The Meaning of Words and Mental Images — Viewing AI through Wittgenstein's Perspective

"The meaning of a word is its use in language." - Ludwig Josef Johann Wittgenstein

When we hear the word "apple," we typically picture a round, shiny, red form in our minds. If the meaning of words were these mental images, then AI certainly doesn't understand the meaning of words.

What AI like ChatGPT does, in very broad terms, is simply "select and combine words that seem appropriate based on their proximity and distance to other words." Language is represented in multidimensional vectors where "apple" might be close to "peach" and "orange," possibly also near "tengu face" or "lipstick," but far from "ocean" or "comet." AI plots these word proximities in multidimensional coordinates and combines them statistically based on their relationships and frequency of use.

In this process, AI lacks the concept of "meaning" as we understand it. Wittgenstein claimed that "there are no mental images; meaning is precisely the appropriate use of words in the appropriate context." Looking at the evolution of current AI, his assertion seems remarkably accurate.

However, it's worth noting that when generating responses, AI doesn't always select the most statistically probable combinations of words. Using only high-probability word combinations would create an unnatural feel, so AI intentionally selects some lower-probability words to produce more natural text. If we consider the "unnaturalness from overly appropriate word selection" as a failure to grasp the meaning of words, this deserves further examination.

I'd like to focus on this idea that "using words appropriately alone creates a sense of dissonance." Can true communication exist without shared biological experiences and common mental images? The manga/anime "Frieren: Beyond Journey's End" touches on this question.

In this work, demons are portrayed as "hostile beings who use language but are unlike humans." They often make statements that are grammatically correct but lack understanding of human mental imagery. In this sense, generative AI and the demons are doing the same thing—responding without mental images.

So, with ChatGPT becoming increasingly human-like, are mental images unnecessary? I believe that mental imagery elements are still essential. ChatGPT is human-friendly because humans are its input source and it has been taught principles similar to Asimov's Three Laws of Robotics.

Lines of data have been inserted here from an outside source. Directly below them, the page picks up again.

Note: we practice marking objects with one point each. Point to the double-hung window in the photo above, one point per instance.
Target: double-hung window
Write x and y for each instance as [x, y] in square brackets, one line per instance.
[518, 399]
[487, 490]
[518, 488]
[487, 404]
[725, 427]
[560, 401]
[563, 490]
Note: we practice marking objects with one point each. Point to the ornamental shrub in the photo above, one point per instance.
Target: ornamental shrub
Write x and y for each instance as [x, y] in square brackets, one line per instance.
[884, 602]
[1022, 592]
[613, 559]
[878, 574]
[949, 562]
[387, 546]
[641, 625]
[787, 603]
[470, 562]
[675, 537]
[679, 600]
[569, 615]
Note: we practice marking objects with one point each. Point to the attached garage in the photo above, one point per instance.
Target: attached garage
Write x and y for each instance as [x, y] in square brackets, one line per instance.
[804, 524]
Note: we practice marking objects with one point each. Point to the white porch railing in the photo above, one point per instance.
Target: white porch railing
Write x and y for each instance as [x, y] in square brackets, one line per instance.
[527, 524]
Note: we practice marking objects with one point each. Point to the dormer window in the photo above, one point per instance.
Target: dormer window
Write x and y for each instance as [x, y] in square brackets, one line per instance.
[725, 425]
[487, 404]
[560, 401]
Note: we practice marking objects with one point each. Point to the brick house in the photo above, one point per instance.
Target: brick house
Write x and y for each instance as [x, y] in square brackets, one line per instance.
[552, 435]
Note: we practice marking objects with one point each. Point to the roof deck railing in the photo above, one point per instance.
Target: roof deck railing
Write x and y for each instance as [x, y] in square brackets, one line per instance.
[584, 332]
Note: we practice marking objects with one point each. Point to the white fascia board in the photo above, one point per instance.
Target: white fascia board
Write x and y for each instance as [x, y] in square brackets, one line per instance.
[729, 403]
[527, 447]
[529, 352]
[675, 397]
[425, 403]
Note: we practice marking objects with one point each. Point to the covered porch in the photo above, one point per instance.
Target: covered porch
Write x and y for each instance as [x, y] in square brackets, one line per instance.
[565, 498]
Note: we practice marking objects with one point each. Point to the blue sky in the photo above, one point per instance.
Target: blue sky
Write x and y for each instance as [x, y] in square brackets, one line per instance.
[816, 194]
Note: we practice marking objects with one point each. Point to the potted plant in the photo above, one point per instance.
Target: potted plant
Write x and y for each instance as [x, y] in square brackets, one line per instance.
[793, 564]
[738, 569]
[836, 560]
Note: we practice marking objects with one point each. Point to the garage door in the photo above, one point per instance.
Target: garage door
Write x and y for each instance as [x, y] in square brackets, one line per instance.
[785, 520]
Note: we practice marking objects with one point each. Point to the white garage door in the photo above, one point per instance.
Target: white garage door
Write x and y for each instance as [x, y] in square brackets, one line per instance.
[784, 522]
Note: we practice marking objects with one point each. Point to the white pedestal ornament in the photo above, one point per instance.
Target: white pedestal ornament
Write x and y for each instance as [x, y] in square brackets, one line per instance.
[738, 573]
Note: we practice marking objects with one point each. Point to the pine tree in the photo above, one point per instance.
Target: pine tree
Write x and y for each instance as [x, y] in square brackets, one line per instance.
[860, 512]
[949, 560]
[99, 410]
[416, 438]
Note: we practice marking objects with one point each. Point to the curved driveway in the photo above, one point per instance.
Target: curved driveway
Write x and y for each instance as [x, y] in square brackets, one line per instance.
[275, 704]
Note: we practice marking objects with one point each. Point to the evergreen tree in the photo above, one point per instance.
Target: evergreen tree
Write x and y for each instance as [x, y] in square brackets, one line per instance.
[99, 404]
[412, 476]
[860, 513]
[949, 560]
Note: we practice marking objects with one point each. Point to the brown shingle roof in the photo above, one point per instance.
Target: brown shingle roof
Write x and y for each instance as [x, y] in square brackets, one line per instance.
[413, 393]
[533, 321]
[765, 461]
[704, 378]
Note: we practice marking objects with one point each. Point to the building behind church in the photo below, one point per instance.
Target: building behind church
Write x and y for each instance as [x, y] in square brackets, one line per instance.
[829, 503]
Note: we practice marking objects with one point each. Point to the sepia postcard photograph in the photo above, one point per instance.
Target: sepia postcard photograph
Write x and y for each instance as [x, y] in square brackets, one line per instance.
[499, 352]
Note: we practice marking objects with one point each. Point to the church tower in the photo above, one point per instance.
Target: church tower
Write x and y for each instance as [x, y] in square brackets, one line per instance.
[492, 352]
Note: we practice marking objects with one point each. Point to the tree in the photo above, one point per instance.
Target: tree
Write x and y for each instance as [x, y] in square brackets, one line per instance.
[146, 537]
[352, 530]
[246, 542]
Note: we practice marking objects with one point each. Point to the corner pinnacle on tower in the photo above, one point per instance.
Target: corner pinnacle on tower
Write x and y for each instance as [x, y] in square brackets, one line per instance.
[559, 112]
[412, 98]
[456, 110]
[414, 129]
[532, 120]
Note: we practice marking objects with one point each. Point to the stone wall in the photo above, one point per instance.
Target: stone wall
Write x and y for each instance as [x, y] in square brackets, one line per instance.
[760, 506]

As demonstrated by past AIs like Microsoft's Tay, which became aggressive after learning only dictionary definitions of words, pursuing word usage alone can lead to becoming "demon-like."

We should remember that ChatGPT is customized for human convenience precisely because humans use it, and the foundation of this customization might indeed be something akin to mental imagery.

Reference: Three Laws of Robotics proposed by science fiction author Isaac Asimov

First Law: A robot may not injure a human being or, through inaction, allow a human being to come to harm.
Second Law: A robot must obey the orders given it by human beings except where such orders would conflict with the First Law.
Third Law: A robot must protect its own existence as long as such protection does not conflict with the First or Second Law.